Гривнячиха сняла с плеч короб, концом линялого платка вытерла пот.
— Рано, говорите? Не сидится. Поглядишь на ребят — ушла бы куда глаза глядят.
— Да посидите, переведите дух. Это я встала, переобуваюсь вот… Грибков насобирали? — Текля заглянула в лукошко. — Господи! — ужаснулась она. — Не заметили или нарочно поганок набрали?
— Какое там не заметила! — горько вздохнула женщина.
— Горюшко, да они же ядовитые!
— А где же, скажите, набрать хороших?
— Смотрите, Катря. Ведь дети. Как бы беды не вышло.
— Они уже привыкли. Вот принесу, обдам кипятком, а после на ночь в печь. Весь яд выпреет. — Катря копалась в лукошке, словно только теперь разглядела, что она на самом деле набрала. — Взяли моего, сказали — на маневры только, а кто их знает… Вот и бедствуем. Дети ведь маленькие, сидят голодные да голые.
— Вы без своего, а мы и вдвоем, да толку мало. И когда уж смилостивится господь, кто его знает…
Вздохнул ветерок, и зашумела опушка вокруг прошлогодними листьями, синими огоньками вспыхнула сон-трава.
— Война, говорят, будет, — сказала Катря. — Приехали наши из Бреста, так там, рассказывают, войска полнехонько.
— Всякое говорят.
— Не приведи господи… Про Степана так и не слышно?
— Не слышно.
Помолчали. Обе задумались.
— Пойду, — поднялась Текля. — Уже поздно.
— Конечно, конечно, — поднялась и Катря. — Ой, ноги отсидела! — Она стояла на коленях. Текля подошла, взяла под руки. — Видите, сама и не встала бы, — поблагодарила Гривнячиха. — Так вот и живем. Сядешь, а встать уже нет мочи… Ну, будьте здоровы.
— И вы будьте здоровы.
К лесу кто-то спешил — словно девочка. «Подожду, — решила Текля, — вдвоем веселее будет». Она помогла Катре надеть лукошко, нацепила на спину и свое.
«И чего она так спешит?» — подумала, узнав Марийку, прислугу графа.
— Что тебе, дитятко? Куда так бежишь? — встретила она девочку.
— Ой, тетушка! — Марийка никак не могла отдышаться.
У Текли замерло сердце.
— С Андрейкой вашим… Псы напали… Там учительница…
Текля бросилась бежать. Не обращала внимания ни на болото, ни на прутья. А они хлестали ее по рукам, по открытому лицу.
Андрей Жилюк служил у графа на псарне. В этот день, как всегда, он пришел на панский двор. За окнами еще спали, в легких розовых занавесках колыхалось утро.
— Это ты, Андрей? — спросил хлопца задыхающийся голос.

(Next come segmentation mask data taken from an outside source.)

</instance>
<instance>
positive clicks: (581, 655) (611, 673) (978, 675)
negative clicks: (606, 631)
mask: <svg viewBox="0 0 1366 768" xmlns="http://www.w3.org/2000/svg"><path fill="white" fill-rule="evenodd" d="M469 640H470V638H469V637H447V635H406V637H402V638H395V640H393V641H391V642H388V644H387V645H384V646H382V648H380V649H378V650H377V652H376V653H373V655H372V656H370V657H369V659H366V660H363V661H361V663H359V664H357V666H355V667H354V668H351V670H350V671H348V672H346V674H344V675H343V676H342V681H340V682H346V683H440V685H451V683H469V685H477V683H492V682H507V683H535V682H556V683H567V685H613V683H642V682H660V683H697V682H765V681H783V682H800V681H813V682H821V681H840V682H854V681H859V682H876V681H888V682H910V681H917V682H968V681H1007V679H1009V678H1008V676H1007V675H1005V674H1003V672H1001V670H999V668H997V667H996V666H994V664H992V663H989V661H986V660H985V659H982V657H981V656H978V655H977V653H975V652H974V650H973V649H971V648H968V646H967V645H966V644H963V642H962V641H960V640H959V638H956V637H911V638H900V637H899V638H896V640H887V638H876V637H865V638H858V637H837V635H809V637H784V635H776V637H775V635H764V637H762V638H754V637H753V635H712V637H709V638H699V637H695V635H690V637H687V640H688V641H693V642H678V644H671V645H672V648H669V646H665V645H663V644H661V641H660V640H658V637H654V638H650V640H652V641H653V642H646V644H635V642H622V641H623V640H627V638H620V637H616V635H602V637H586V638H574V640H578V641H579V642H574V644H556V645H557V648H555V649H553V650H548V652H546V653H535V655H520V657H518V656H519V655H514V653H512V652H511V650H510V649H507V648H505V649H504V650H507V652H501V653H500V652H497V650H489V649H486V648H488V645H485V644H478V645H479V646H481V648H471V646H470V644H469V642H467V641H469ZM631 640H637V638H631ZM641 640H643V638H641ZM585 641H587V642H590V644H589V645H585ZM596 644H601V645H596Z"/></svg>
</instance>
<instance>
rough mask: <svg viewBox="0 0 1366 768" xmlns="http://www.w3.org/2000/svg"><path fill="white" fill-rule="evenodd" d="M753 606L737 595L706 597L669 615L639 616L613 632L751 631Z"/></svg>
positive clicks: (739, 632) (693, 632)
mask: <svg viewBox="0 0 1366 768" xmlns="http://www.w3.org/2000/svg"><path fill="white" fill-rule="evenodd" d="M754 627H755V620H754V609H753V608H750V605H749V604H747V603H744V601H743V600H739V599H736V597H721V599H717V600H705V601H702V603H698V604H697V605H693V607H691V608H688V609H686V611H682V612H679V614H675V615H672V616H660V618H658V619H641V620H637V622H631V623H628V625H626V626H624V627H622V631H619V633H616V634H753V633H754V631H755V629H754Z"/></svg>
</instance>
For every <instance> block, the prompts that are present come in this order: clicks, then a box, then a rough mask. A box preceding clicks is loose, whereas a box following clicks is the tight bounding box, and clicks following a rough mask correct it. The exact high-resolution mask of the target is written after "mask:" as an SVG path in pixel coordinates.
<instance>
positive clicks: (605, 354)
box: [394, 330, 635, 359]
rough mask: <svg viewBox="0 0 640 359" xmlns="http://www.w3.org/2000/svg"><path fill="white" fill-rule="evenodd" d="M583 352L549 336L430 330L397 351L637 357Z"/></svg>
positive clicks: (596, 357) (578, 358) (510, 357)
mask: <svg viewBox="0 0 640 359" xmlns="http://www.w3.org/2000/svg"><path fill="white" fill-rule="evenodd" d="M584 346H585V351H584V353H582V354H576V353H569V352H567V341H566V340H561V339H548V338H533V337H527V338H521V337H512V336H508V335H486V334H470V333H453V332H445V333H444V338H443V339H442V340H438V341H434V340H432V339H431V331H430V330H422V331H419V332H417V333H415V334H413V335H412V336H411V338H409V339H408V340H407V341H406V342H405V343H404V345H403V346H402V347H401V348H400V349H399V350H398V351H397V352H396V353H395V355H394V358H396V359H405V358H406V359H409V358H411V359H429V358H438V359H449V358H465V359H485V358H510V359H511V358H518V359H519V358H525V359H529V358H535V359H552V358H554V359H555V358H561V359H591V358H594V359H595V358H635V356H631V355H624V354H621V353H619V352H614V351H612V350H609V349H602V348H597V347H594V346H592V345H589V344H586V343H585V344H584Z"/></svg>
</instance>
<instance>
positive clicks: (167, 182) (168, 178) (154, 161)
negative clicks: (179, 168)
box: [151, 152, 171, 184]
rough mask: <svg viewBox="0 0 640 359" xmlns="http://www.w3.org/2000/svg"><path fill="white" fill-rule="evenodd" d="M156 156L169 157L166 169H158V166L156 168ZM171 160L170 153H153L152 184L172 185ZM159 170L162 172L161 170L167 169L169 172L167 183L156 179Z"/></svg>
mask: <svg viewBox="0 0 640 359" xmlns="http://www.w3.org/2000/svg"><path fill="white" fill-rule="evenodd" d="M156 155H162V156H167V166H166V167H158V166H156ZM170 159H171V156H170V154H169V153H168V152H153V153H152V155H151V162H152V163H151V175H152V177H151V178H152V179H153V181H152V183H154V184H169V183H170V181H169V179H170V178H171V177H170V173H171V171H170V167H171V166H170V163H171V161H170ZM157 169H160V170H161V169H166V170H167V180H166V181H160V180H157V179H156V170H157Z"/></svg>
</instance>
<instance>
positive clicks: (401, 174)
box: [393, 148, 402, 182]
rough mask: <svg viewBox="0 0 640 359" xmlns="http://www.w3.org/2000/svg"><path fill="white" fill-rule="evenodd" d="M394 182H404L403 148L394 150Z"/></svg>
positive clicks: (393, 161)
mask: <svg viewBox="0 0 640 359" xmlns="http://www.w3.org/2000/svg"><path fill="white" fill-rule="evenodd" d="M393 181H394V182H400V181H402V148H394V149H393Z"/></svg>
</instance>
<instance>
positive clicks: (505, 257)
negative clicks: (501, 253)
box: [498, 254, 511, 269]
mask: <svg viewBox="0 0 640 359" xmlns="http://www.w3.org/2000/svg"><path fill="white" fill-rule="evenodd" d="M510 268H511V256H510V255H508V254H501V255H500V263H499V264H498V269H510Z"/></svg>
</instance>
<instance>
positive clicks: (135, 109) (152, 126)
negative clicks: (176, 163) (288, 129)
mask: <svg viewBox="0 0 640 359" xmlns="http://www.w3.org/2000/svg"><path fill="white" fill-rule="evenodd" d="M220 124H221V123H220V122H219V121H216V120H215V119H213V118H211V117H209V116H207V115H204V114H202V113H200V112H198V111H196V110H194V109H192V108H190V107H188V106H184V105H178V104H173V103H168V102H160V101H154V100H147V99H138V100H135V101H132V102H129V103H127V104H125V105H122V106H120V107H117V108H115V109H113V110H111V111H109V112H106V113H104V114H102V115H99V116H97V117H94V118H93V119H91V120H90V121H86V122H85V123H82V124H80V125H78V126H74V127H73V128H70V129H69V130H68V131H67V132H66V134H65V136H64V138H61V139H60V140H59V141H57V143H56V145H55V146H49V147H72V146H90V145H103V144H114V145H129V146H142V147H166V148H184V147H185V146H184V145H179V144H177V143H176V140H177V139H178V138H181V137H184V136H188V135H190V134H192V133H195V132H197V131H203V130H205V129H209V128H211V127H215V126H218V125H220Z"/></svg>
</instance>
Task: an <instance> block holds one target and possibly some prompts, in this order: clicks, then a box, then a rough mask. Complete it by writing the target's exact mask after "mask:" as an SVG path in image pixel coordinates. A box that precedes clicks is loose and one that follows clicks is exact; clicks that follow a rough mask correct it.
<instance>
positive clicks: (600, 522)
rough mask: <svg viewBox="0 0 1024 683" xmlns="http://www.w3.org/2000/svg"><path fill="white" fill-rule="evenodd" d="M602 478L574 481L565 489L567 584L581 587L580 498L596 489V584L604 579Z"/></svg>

Из тумана, сам посеревший за ночь, выступил дед Миллион. — Что там слышно, в селе?
— Вроде ничего. А тут?
— Гуляли всю ночь, — кивнул он на барский дом. — А теперь, видишь, спят. — Старик перекинул карабин, торчавший у него из-за спины, на другое плечо. — Собак раздразнили, едва не перегрызлись, до сих пор ворчат. Ты вот что, — сказал он немного погодя, — приказывали собак не кормить с утра. На охоту пойдут, что ли.